Erasmus+ mobility project Guatemala

Aquaculture ponds at the Faculty of Agronomy at USAC

The Erasmus+ mobility project with partner countries (KA107) between the University of San Carlos of Guatemala (USAC) and the Leibniz University Hannover (LUH) aims to learn, teach and work together in an interdisciplinary and sustainable way in the field of environmental sciences. The target group are students at the BSc and MSc level from the USAC who will be able to complete modules and projects at the LUH, as well as PhD students and lecturers from both countries. Within this context, Prof. Jutta Papenbrock and Dr. Ariel Turcios were in Guatemala to establish contact between the two universities, evaluating the research needs and to plan future actions in favor of research and cooperation between both institutions. Now it is being planned to bring in between four and five USAC students in the summer semester 2021 in order to carry out part of their experiments at the LUH and in this way fulfill the exchange of information and knowledge between both institutions. In addition, the trip of two media didacticians to Guatemala is contemplated with the aim of supporting the University of San Carlos with respect to the E-Learning system.

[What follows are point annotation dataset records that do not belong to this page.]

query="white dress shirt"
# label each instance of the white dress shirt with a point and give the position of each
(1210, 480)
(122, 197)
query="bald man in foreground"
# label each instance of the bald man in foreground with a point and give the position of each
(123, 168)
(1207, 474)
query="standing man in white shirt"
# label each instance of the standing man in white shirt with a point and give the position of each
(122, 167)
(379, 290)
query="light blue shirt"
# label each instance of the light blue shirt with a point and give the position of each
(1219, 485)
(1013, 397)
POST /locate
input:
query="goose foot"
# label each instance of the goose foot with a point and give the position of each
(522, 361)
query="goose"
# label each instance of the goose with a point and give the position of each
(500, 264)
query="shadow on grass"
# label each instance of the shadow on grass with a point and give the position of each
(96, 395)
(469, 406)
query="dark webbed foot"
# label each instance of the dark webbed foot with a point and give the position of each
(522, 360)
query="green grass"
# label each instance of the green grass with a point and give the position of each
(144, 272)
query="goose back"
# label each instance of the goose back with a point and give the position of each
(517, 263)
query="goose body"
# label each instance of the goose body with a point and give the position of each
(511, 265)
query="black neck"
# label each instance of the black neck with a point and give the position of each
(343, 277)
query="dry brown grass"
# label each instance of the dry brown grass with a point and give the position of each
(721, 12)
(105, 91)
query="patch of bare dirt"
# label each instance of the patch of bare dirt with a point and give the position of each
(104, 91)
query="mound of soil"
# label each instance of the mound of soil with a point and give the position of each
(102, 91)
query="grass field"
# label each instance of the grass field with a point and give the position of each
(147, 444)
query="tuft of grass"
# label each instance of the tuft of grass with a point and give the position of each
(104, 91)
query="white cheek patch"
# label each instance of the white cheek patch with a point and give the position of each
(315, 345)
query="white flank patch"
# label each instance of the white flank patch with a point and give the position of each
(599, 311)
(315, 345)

  • Objective and research contents

    The aim of the join research project is to use different plant species as biofilters and to establish sustainable value chains. Plants can purify nutrient-rich water and wastewater by taking up nutrients such as nitrate and phosphate and converting them into biomass. They are also able to break down or detoxify organic and possibly toxic substances that occur in the environment. These plants can be used as food or as fodder. Some of the target plant species contain valuable ingredients that can be used in medicine or as dietary supplements. The plant residues can be used to generate bioenergy, e.g. for the production of biogas. The digestate, in turn, would be returned to the cycle as fertilizer. At the LUH and especially at the Institute of Botany, all areas of this value chain have been examined and appropriate methods have been established, e.g. also for the quinoa plant (Chenopodium quinoa) cultivated in Guatemala, and are now to be implemented in the potential partner country.